10Face à l'absence de peur de la mort chez Charlemagne (388) et la terreur conséquente des païens devant l'empereur, le roi Marsile rétablit l'espace du mal terrestre avant de construire un programme d'action (395-400). Il y a une association bien établie dans la littérature didactique entre la chaleur et la fureur infernale11 mais dans ce texte cette intensité du jour et les souffrances du roi peuvent aussi indiquer la pression de l'espace divin qui force le roi païen de s'asseoir à l'ombre. Placé sur un bloc de marbre qui convoque la mort et le tombeau dans encore un autre croisement de la sémiologie chrétienne12, le mal surgit nettement dans la multiplicité des pensées du roi : la vulnérabilité sémio-tique de l'espace du mal se montre au moment d'une reprise apparente de sa spécificité. Ce phénomène n'est pas seulement témoigné ici par la division qui marque l'espace du mal mais aussi par la tradition de la littérature didactique. Que l'espace du mal soit envahi par la sémiologie de l'espace divin sans être transformé dévoile un procédé spécifigue à cette narration par lequel la vulnérabilité, la présence fractionnée du mal, est mise en relief. Cette fissuration du mal rehausse l'aspect piège" (une immensité petite-prise du diable) de l'espace du mal. Quand le roi paien évite le jour en se mettant à l'ombre, il y est décidé à la trahison par Blancandrin comme moyen d'éviter la mort (444-62) qui le serre déjà par ses signes - ombre, marbre, la chaleur - les signes de la mort damnée qu'il ne sait pas lire.
11La sémiologie de la déception choisie par Blancandrin démontre ses liens à l'espace du mal par sa multiplicité -c'est-à-dire des cadeaux et des témoins otages.

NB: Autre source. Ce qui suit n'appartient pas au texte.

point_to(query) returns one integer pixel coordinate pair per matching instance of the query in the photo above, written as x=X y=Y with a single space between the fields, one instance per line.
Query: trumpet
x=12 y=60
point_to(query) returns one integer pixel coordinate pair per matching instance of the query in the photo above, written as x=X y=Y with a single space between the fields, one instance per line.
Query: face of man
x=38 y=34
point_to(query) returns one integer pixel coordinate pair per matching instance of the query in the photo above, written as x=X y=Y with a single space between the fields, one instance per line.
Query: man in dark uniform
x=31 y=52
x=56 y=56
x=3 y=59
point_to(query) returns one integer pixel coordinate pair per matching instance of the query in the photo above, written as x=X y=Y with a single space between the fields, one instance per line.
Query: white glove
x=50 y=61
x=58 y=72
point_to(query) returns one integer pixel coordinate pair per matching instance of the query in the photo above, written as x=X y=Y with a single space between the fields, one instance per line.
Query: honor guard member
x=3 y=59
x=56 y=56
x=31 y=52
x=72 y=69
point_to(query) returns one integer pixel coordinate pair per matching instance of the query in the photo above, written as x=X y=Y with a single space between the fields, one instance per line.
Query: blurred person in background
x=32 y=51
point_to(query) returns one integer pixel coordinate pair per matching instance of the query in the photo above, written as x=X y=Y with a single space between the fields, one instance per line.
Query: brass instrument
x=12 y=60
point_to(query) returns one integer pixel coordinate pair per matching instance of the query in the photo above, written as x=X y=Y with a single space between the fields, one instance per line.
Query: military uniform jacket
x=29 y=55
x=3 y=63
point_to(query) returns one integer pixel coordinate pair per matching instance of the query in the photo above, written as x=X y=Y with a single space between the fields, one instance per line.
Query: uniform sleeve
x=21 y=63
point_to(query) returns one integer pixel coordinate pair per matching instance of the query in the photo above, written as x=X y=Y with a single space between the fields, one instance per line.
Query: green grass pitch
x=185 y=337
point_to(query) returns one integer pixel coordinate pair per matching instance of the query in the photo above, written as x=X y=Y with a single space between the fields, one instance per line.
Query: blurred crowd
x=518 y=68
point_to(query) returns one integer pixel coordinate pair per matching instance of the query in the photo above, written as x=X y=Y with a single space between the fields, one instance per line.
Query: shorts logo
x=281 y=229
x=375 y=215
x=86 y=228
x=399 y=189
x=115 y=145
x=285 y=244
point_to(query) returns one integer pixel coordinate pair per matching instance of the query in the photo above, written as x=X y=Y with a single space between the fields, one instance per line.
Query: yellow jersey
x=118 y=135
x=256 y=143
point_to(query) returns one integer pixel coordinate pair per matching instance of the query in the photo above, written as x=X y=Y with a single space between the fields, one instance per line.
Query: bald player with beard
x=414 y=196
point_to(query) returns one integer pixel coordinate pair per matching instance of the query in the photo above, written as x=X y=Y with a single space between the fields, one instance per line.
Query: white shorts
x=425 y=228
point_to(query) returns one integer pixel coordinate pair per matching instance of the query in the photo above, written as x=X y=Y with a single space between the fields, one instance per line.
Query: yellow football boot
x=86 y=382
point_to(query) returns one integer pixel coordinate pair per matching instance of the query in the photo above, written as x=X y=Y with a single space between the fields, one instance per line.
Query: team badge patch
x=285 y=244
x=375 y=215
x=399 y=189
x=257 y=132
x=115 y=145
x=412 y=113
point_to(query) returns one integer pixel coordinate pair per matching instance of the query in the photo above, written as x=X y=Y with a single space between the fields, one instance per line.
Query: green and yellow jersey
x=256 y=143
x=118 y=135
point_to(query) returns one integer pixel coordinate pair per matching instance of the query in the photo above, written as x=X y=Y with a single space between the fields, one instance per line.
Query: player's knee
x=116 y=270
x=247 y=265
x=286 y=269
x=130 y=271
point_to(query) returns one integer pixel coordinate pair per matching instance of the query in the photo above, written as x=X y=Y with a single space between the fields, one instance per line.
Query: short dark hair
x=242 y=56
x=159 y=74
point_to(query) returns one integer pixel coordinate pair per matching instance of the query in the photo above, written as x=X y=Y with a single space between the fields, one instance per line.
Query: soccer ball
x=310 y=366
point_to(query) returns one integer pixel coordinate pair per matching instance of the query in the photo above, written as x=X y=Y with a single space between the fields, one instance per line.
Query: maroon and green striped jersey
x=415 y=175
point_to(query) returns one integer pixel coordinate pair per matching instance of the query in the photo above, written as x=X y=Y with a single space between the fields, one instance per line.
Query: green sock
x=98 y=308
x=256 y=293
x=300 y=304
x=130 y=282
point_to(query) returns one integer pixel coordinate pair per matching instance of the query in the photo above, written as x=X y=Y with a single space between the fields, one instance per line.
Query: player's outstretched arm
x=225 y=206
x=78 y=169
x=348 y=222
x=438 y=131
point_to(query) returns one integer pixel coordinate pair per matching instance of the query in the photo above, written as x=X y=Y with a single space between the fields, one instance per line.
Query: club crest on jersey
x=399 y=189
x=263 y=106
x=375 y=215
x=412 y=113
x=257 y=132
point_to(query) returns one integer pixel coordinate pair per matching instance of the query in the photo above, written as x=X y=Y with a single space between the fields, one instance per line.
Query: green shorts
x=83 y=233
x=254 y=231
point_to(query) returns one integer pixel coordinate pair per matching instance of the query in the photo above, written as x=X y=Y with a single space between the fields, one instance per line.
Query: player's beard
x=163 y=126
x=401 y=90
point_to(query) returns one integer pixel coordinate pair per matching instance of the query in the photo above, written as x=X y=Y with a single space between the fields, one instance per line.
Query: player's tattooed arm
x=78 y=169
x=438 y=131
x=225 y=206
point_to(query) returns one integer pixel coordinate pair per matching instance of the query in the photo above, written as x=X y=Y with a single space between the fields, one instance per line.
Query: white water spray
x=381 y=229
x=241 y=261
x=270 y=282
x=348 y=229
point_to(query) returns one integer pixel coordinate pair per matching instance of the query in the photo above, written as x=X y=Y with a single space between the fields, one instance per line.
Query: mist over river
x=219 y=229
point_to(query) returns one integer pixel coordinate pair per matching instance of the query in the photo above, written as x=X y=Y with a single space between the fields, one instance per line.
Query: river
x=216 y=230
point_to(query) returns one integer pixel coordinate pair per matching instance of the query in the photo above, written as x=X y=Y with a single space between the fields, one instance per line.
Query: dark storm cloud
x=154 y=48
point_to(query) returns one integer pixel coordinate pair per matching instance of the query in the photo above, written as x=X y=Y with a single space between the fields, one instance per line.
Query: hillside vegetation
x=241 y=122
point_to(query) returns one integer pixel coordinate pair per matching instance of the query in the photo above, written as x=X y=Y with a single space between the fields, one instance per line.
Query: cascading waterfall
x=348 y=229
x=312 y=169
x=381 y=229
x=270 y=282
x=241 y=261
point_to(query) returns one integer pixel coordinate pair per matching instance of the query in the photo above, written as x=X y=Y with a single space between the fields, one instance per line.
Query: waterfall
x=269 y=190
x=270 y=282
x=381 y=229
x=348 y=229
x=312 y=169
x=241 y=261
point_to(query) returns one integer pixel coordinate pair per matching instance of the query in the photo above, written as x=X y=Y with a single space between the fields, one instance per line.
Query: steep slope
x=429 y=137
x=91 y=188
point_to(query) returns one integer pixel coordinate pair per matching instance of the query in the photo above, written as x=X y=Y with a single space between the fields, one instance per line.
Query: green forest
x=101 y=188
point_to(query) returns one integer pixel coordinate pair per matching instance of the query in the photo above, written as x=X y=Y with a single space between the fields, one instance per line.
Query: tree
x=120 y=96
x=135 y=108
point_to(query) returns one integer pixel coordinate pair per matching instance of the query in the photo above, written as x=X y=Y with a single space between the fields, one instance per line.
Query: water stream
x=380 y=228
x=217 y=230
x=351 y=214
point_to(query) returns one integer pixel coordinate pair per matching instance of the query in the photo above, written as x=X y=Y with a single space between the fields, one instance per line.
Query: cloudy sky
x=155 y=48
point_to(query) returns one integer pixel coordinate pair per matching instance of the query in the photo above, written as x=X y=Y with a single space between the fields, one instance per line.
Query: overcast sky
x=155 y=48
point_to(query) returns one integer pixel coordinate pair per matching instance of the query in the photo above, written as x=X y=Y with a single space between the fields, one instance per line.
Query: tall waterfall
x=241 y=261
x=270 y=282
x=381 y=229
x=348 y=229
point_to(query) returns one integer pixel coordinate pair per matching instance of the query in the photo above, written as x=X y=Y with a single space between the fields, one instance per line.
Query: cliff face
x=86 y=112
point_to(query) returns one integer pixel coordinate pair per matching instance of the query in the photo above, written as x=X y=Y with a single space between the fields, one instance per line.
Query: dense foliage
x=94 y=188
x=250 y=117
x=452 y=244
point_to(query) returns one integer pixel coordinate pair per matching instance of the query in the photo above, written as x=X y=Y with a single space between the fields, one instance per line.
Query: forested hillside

Si les cadeaux, munera, pose souvent un dilemme moral dans la structure des narrations didactiques (en latin médiéval, surtout-Speculum Stultorum et De tradicione Guenonis13, ils expriment surtout l'espace divisé mais encore puissant du mal comme piège à mécanismes multiples. Formée à l'ombre, la réponse des païens montre leur décision de combattre l'unité chrétienne par l'excès de leur propre division. Quand le roi Marsile recommande à son convoi diplomatique qu'ils voyagent les feuilles de palmier à la main, cette couverture de la sémiologie chrétienne décèle leur appartenance à l'espace de l'ombre (595-9). La superposition architecturale des sémiologies chrétiennes/paiennes, virtuelle jusqu'à ce point, est maintenant le moyen transformateur employé par les païens. La lecture des personnages de leur monde coïncide ainsi avec la lecture du texte : c'est seulement en minant (imitant) un texte chrétien que les païens peuvent effectuer l'expansion de leur espace divisé chez les chrétiens : un acte de mimesis14 entraîne un autre pour fonder la fausseté et la fracture (585-624).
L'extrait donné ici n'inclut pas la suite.